The Driving Instructors Association (DIA) chairman Graham Fryer and general manager Steve Garrod met with under-secretary of state for transport Mike Penning to outline current thinking among training professionals on developments that would, in particular, improve the general standard of driver education.
The first change that the DIA would like to see is the integration of the current Pass Plus scheme into the learning-to-drive syllabus. Motorway training should be part of that syllabus and ADIs should be allowed to teach pupils on motorways. Those applying for a driving test should only be allowed to do so once instructors are confident that candidates have sufficient experience of driving on all the types of road they will encounter when they have a full licence.
The DIA also feels that driving qualifications for qualified drivers need to be developed further. For example, drivers of company vehicles should have to achieve minimum national occupational standards for driving (currently there is no recognised syllabus for company drivers in category B vehicles). Qualifications should also have a shelf life to encourage refresher training.
Another issue that that the DIA feels needs addressing is that there is currently there is no formal training syllabus for potential Approved Driving Instructors (ADIs) to work to. The DIA's belief is that there should be a prescribed syllabus to prevent customers wasting their money. The minimum entry level to the industry should also be raised to include recognised teaching qualifications (e.g. Preparing to Teach in the Life-long Learning Sector).
The DIA also thinks that the trainee licence scheme should be abolished. The pass rate for the Part 3 examination - the passing of which is required to become a fully qualified ADI - currently lies at around 30%. This suggests that trainees are not being properly supervised. The DIA recommends that the current system should be replaced with a probationary scheme that includes supervision, in line with teacher training programmes.
The final change proposed is that all drivers should have their eyesight tested by an optometrist, not at the driving test centre, with drivers' eyesight checked at least every 10 years. Currently, the responsibility is with the driver to self-certify their eyesight has not deteriorated after the age of 70.
Steve Garrod said of the meeting: "The under-secretary of state seemed very open to the DIA's suggestions and appreciative of the association's desire to improve road safety through better driver training. We're especially heartened with the minister's belief that learner drivers need to be taught to drive rather than simply pass the test and his concerns over the trainee licence scheme."

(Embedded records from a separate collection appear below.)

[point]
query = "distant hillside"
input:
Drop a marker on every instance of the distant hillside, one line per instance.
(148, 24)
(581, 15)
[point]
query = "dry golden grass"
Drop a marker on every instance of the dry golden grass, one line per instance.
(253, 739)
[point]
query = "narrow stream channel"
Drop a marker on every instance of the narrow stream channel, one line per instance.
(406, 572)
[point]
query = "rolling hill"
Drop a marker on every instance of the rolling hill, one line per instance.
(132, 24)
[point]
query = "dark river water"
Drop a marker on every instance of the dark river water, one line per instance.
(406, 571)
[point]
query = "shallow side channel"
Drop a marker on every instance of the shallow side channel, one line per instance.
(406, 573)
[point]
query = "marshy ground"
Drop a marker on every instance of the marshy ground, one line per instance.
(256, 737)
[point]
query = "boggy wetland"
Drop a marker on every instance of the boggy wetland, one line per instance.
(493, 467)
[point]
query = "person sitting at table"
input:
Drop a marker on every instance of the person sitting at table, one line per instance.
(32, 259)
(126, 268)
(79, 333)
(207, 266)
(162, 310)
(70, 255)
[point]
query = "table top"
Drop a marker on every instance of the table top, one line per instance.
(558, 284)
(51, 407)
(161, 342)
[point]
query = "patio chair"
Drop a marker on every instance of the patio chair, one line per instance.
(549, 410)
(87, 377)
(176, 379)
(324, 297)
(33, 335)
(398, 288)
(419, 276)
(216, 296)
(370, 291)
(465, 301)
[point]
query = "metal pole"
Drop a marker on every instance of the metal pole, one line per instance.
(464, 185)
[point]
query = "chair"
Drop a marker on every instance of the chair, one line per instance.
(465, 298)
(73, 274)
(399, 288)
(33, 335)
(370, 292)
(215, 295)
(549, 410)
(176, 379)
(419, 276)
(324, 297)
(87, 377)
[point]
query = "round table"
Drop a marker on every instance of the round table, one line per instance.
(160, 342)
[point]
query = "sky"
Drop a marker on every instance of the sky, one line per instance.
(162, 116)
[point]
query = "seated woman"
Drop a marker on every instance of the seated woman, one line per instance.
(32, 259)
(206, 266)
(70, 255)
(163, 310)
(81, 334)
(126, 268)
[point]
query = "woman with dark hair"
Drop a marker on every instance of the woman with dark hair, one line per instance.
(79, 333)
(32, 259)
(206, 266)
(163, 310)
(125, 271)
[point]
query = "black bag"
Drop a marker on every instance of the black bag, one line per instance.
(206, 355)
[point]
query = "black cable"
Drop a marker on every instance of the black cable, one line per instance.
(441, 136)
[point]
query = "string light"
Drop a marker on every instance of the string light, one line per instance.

Driving Educator - 01/03/2011 00:02
The DIA should be applauded for seeking improvements to the current appalling system of driver training in the UK.. There are many factors responsible for the shambolic state of affairs. ADI Training companies who have trainers so incompetent that they don't know their gear sticks from their elbows, people who are so poorly qualified they would have difficulty passing their 11 plus examination, yet the government, through the DfT / DSA, allow such inadequates to churn out inept driving instructors like confetti. Most of these inadequates are themselves reject instructors from the L market, and who were so hopeless at the job that they sought sanctuary in the sausage factories doing what they currently do. Others like them jumped ship upon finding they were so useless with Learner drivers that they quickly exchanged their T shirt and torn jeans for a suit and beat a path to the DSA. Anybody who has been through the unscrupulous PDI system (I did not!)should never ever have been allowed to teach learner drivers so much as how to shampoo a car, let alone drive one. I believe that the only thing which can resolve the problem is for a Royal Commission to be set up and investigate the thoroughly rotten system we currently have. The DfT/DSA have proved time and again in the past couple of decades that they are completely out of their depth when trying to change things. As indeed are the smaller and insignificant instructor associations, which are led(?)by people who are products of the very same inadequate PDI system - the blind leading the blind.. UK driver training is nothing less than a sick national joke.... Look around next time you go out and witness for yourself: Driving instructors who themselves park their cars on pavements! ADIs who permit / instruct learners to park on pavements! ADIs who flout the law by using hand held mobile phones whilst driving or supervising learners! ADIs who illegally smoke filthy fags in their cars!